Mais c’est par l’intermédiaire d’une femme, jeune, désirable, et que n’a pas contaminé la propagande antisexe du Parti, que Winston connaitra un court instant de bonheur, et de liberté. Le désir, puis l’amour qu’il éprouve pour Julia l’amènent à recouvrer pendant quelques semaines tout ce dont il était privé jusqu’alors : son corps, son âme, le monde extérieur. A la différence de Beauvoir et de ses épigones, qui voient le corps, le corps sexué, comme un obstacle à la liberté individuelle, Orwell a eu l’intuition profonde que la liberté humaine est intimement liée à notre condition corporelle et sexuée. Orwell a compris que le despotisme le plus achevé se présenterait sous la forme d’un spiritualisme radical prétendant libérer l’homme des servitudes de sa nature. La défense de la « common decency » pour laquelle Orwell est également resté célèbre, est d’abord une défense du quotidien, du monde normal, ordinaire, mais vrai, dans lequel sont possibles tout ce qui rend la vie désirable : les plaisirs, l’amitié, l’amour, le travail, le jeu. Au cœur de ce monde, se trouve la différence fondamentale, qui est la clef de voute de presque tous les biens humains : la différence des sexes, avec toute ses difficultés et ses joies. 

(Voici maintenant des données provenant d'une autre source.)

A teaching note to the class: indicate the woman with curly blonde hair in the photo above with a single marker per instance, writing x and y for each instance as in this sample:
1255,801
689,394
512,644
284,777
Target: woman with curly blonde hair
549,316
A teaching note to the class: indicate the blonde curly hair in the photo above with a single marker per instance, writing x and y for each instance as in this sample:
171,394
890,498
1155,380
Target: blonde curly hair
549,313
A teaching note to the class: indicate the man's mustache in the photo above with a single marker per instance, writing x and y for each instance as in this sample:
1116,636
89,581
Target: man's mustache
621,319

Il est difficile de prendre le mouvement transgenre entièrement au sérieux, à cause de son aspect si manifestement délirant, au sens strict du terme, de même qu’il est difficile de se convaincre qu’il y a là un véritable danger, à cause de son aspect si manifestement grotesque. Mais nous devrions prendre garde. « La liberté », écrit Winston dans son journal, avant d’être arrêté, « c’est la liberté de dire que deux et deux font quatre. Lorsque cela est accordé, le reste suit. » Pour nous, aujourd’hui, ici et maintenant, la liberté c’est la liberté de dire qu’un homme est un homme et qu’une femme est une femme. Si cela nous est ôté, tout le reste finira par l’être.